Pigoni, Alessandro; Delvecchio, Giuseppe; Madonna, Domenico; Bressi, Cinzia; Soares, Jair; Brambilla, Paolo.
Afiliação
  • Pigoni A; Fondazione IRCCS Ca' Granda, Ospedale Maggiore Policlinico, Department of Neurosciences and Mental Health, Milan, Italy; University of Milan, Department of Pathophysiology and Transplantation, Milan, Italy.
  • Delvecchio G; University of Milan, Department of Pathophysiology and Transplantation, Milan, Italy.
  • Madonna D; Fondazione IRCCS Ca' Granda, Ospedale Maggiore Policlinico, Department of Neurosciences and Mental Health, Milan, Italy; University of Milan, Department of Pathophysiology and Transplantation, Milan, Italy.
  • Bressi C; Fondazione IRCCS Ca' Granda, Ospedale Maggiore Policlinico, Department of Neurosciences and Mental Health, Milan, Italy; University of Milan, Department of Pathophysiology and Transplantation, Milan, Italy.
  • Soares J; Department of Psychiatry and Behavioural Sciences, UT Houston Medical School, Houston, TX, USA.
  • Brambilla P; Fondazione IRCCS Ca' Granda, Ospedale Maggiore Policlinico, Department of Neurosciences and Mental Health, Milan, Italy; University of Milan, Department of Pathophysiology and Transplantation, Milan, Italy. Electronic address: paolo.brambilla1@unimi.it.
J Affect Disord ; 259: 21-26, 2019 12 01.
Article em En | MEDLINE | ID: mdl-31437696
ABSTRACT

BACKGROUND:

About one third of patients treated with antidepressant do not show sufficient symptoms relief and up to 15% of patients remain symptomatic even after multiple trials are applied, configuring a state called treatment resistant depression (TRD).
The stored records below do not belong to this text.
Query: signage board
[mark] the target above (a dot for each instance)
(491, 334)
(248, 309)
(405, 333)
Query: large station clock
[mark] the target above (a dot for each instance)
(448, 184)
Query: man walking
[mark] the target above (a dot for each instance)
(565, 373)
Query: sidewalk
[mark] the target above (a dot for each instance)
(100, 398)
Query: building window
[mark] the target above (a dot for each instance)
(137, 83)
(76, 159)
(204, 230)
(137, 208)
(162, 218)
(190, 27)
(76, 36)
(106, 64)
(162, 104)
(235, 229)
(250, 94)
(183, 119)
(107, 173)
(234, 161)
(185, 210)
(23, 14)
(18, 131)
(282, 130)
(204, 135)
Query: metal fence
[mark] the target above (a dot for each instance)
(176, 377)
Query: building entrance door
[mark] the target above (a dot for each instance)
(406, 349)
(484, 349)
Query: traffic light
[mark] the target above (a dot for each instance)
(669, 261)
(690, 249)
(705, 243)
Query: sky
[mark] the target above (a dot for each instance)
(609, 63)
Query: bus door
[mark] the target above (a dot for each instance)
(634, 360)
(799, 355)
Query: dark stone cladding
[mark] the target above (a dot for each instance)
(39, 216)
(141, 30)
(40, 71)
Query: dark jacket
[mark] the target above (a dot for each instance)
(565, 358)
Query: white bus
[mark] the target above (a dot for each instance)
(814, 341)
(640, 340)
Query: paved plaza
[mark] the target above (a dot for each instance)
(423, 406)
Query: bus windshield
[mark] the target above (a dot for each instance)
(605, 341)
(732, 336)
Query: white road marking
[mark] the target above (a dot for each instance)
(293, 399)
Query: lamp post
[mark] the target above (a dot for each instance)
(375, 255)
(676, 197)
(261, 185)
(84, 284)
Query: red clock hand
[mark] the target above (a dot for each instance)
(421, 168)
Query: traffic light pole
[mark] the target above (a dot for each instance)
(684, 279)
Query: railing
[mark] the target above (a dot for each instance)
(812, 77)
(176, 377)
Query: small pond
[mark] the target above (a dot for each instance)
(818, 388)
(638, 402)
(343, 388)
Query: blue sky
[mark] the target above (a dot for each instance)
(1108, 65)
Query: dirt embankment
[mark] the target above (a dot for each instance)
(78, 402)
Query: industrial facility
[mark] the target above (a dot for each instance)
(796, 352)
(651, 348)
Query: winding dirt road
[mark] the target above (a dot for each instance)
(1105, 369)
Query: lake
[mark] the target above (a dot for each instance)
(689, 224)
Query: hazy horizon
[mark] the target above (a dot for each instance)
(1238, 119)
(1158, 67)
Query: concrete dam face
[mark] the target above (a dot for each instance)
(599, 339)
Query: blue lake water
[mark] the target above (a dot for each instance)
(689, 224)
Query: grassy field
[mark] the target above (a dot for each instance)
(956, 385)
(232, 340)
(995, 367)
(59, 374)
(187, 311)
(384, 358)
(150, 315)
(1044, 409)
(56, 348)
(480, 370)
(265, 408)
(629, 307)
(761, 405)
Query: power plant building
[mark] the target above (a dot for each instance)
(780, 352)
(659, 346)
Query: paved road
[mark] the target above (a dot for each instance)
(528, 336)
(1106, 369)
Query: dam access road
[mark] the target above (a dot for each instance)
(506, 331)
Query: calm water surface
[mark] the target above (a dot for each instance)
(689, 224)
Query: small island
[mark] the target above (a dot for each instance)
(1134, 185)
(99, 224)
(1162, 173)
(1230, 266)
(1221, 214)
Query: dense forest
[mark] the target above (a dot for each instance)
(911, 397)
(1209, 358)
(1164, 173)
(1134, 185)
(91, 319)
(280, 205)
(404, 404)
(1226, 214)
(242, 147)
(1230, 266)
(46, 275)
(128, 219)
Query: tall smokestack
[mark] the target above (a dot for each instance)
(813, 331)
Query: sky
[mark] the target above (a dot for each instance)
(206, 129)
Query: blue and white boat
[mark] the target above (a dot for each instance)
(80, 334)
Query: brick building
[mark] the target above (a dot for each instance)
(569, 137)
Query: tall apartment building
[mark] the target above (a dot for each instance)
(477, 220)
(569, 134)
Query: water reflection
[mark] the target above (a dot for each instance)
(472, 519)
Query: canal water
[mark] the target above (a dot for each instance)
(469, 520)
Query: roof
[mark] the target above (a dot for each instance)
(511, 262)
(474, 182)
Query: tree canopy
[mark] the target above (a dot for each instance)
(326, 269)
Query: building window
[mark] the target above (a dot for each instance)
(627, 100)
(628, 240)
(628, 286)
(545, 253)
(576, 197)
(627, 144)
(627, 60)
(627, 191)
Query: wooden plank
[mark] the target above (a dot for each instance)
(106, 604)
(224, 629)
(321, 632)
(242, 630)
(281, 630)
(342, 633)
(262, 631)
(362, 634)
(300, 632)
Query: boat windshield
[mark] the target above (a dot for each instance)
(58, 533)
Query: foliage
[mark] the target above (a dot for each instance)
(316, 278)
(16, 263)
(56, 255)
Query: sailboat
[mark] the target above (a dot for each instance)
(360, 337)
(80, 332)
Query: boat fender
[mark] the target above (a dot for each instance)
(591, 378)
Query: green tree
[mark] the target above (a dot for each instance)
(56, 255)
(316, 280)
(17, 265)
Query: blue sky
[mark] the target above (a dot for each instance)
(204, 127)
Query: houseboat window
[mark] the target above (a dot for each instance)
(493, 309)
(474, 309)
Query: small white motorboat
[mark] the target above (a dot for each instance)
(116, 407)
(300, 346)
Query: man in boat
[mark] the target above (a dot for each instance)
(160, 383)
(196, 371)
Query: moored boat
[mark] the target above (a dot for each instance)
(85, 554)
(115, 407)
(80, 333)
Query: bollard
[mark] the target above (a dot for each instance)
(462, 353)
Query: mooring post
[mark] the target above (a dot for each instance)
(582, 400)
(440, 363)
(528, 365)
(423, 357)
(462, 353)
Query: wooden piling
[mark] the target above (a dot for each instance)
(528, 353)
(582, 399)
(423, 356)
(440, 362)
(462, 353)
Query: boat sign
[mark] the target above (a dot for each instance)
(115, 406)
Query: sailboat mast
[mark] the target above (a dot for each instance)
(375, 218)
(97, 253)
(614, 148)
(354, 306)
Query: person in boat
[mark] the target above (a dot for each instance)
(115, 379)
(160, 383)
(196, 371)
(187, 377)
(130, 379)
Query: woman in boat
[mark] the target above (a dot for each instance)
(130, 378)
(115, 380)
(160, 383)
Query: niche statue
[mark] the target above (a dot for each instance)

A clear definition of this state and the understanding of underlying mechanisms contributing to chronic disability caused by major depressive disorder is still unknown. Therefore, Machine Learning (ML) techniques emerged in the last years as interesting approaches to deal with such complex problems.

METHODS:

We performed a bibliographic search on Pubmed, Google Scholar and Medline of clinical, imaging, genetic and EEG ML classification studies on treatment-responding depression and TRD as well as studies trying to predict response to a specific treatment in already established TRD. The inclusion criteria were met by eleven studies. Seven focused on the definition of predictors of TRD onset while four attempted to predict the response to specific treatments in TRD.

RESULTS:

The results showed that it seems possible to classify between responders MDD and TRD with good accuracies based on clinical variables. Moreover, some studies reported the possibility of using EEG measures to predict response to different pharmacological and non-pharmacological treatments in established TRD.

LIMITATIONS:

The definition of TRD, the selection of variables together with ML algorithms and pipelines varies across the studies, ultimately determining the unfeasibility to implement these models in clinical practice.

CONCLUSIONS:

The findings suggest that ML could be a valid approach to increase our understanding of TRD and to better classify and stratify this disorder, which may ultimately help clinicians in the assessment of major depressive disorders.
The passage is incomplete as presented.